Pressland was hired to wash windows at the late Scottish artist’s Hertford home. He is thought to have burgled the artist’s property a number of times in the months after he passed away, removing a total of 31 paintings. When caught red handed loading his van with three canvases he told the police he was using the paintings, valued at £90,000, as ramps to get his motocross bike into his van. Only nine of the stolen canvases have been recovered.
Passing sentence at St Albans Crown Court yesterday (April 5), Judge John Plumstead described him as a “vulture”. He said: “You happened on an opportunity to get rich quick by stealing from someone who you had been worked for years. “You were like a vulture on a carcas and just helping yourself. You acted disgracefully.”
The judge added, “Pressland had committed the burglaries not realising the art gallery that acted on behalf of Mr Davie had a complete record of everything he had painted or drawn in his lifetime and would know what was missing”.
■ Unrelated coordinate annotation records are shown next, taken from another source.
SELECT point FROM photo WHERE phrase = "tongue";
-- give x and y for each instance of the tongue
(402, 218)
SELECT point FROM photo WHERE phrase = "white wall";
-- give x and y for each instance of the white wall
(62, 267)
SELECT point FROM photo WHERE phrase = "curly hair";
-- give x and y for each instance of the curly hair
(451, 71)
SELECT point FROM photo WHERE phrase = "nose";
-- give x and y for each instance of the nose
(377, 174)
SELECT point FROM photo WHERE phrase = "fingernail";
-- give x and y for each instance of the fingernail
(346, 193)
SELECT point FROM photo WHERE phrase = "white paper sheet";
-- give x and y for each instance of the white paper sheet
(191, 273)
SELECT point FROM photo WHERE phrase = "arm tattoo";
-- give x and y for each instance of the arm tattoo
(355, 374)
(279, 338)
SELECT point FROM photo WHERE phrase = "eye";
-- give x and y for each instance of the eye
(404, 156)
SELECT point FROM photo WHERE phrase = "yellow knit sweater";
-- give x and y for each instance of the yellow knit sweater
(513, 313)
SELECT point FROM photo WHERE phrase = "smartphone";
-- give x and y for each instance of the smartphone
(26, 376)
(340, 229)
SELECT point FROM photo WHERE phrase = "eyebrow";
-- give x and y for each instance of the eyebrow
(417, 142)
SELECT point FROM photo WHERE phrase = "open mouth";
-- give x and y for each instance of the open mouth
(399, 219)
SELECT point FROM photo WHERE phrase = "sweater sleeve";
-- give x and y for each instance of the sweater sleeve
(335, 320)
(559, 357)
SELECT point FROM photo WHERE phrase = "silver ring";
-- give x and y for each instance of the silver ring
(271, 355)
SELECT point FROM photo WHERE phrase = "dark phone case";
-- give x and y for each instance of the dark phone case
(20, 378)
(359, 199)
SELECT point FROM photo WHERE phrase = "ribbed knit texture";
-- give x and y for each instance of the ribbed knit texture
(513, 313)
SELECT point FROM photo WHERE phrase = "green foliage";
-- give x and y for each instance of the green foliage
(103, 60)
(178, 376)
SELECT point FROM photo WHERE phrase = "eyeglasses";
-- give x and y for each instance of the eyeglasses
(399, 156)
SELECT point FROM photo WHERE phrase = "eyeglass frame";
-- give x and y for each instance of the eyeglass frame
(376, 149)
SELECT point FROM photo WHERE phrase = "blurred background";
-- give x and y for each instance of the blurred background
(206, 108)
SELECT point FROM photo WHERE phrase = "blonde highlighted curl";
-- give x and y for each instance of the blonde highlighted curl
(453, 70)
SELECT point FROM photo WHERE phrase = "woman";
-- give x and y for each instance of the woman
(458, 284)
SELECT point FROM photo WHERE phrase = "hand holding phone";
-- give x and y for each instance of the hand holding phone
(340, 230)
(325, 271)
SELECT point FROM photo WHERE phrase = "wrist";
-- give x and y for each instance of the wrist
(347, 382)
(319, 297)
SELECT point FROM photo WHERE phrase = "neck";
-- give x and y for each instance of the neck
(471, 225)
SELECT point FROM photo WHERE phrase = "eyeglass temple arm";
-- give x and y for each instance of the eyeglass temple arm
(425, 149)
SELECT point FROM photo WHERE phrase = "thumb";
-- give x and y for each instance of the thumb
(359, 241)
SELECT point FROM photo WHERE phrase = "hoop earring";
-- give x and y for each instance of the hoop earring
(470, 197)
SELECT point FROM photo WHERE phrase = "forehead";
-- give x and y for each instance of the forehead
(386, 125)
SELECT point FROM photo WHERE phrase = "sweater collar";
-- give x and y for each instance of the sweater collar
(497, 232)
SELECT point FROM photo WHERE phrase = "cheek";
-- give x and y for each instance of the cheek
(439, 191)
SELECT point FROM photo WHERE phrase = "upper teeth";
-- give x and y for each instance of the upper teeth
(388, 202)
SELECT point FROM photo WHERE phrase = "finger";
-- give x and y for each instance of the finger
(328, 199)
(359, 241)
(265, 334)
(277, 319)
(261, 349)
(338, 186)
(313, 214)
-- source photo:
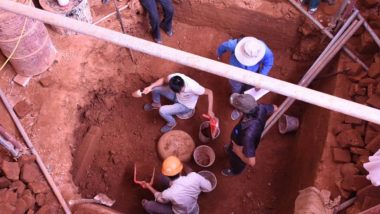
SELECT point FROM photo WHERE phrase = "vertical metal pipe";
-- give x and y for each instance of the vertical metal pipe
(311, 74)
(327, 33)
(370, 31)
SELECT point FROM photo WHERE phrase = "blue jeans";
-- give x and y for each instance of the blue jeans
(238, 87)
(237, 165)
(154, 17)
(167, 111)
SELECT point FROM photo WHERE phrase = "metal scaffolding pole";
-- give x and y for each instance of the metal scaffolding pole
(327, 33)
(211, 66)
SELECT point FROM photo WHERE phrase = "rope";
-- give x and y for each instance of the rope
(17, 44)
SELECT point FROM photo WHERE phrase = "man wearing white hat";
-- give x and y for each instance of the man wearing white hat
(250, 54)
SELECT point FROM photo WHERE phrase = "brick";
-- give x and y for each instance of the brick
(28, 197)
(25, 159)
(370, 202)
(348, 169)
(11, 170)
(21, 207)
(367, 81)
(359, 151)
(38, 187)
(30, 173)
(23, 108)
(18, 186)
(341, 155)
(360, 129)
(374, 126)
(370, 3)
(359, 163)
(341, 127)
(352, 120)
(47, 81)
(368, 191)
(8, 197)
(374, 144)
(360, 99)
(370, 90)
(374, 101)
(359, 182)
(4, 182)
(349, 138)
(348, 183)
(40, 199)
(357, 77)
(374, 70)
(7, 208)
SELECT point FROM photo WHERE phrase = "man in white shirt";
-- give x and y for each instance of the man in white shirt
(183, 91)
(182, 195)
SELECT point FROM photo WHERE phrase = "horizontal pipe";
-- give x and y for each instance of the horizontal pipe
(201, 63)
(327, 33)
(40, 163)
(330, 52)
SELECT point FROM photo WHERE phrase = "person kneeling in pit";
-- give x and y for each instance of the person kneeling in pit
(182, 193)
(183, 92)
(246, 135)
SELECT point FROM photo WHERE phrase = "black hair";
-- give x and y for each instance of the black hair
(172, 178)
(176, 84)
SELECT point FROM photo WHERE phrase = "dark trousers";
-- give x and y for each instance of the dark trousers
(237, 165)
(154, 17)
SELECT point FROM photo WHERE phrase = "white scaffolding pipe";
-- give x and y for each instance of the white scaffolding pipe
(201, 63)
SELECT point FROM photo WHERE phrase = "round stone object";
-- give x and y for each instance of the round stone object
(177, 143)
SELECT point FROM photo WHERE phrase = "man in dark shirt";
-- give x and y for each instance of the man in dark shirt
(246, 135)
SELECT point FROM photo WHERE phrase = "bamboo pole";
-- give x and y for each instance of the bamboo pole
(201, 63)
(40, 163)
(327, 33)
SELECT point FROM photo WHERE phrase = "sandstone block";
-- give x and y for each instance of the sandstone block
(11, 170)
(30, 173)
(341, 155)
(23, 108)
(374, 101)
(348, 169)
(374, 144)
(4, 182)
(374, 70)
(349, 138)
(359, 151)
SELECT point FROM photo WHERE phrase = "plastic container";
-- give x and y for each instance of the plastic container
(210, 177)
(204, 156)
(205, 132)
(287, 124)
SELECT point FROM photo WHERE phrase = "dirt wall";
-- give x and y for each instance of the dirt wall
(277, 29)
(307, 149)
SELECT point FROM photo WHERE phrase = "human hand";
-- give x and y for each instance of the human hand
(211, 114)
(144, 184)
(236, 148)
(147, 90)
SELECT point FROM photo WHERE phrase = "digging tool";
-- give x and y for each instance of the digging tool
(140, 182)
(118, 16)
(100, 198)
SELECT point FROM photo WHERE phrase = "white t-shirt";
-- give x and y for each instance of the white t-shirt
(184, 191)
(190, 92)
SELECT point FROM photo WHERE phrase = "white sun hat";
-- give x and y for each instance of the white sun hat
(249, 51)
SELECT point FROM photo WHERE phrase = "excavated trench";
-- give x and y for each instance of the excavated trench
(115, 132)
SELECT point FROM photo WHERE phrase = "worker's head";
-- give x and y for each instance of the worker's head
(171, 167)
(176, 84)
(243, 102)
(249, 51)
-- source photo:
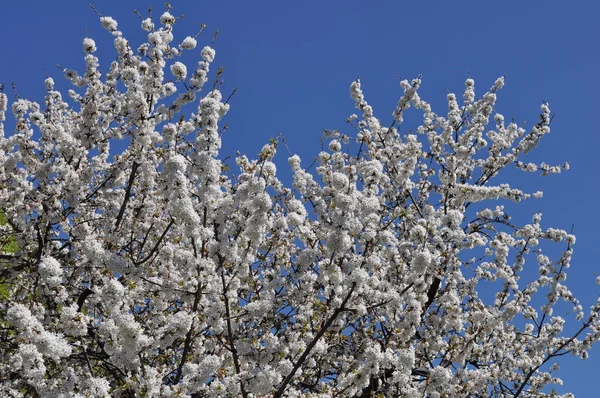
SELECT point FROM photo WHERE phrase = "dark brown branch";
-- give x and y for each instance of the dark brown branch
(311, 345)
(134, 167)
(155, 248)
(230, 337)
Alan Davie was the first British painter and one of the first of any European artists – to realise the vitality and significance of American Abstract Expressionism. Throughout his life he obsessively drew and painted, producing paintings of startling originality, vitality and daring. Combining imagery derived from different world cultures with a love of music and language, Alan Davie’s paintings are a complex yet joyous celebration of creativity that combine the expressive freedom of abstraction with a wealth of signs, symbols and words.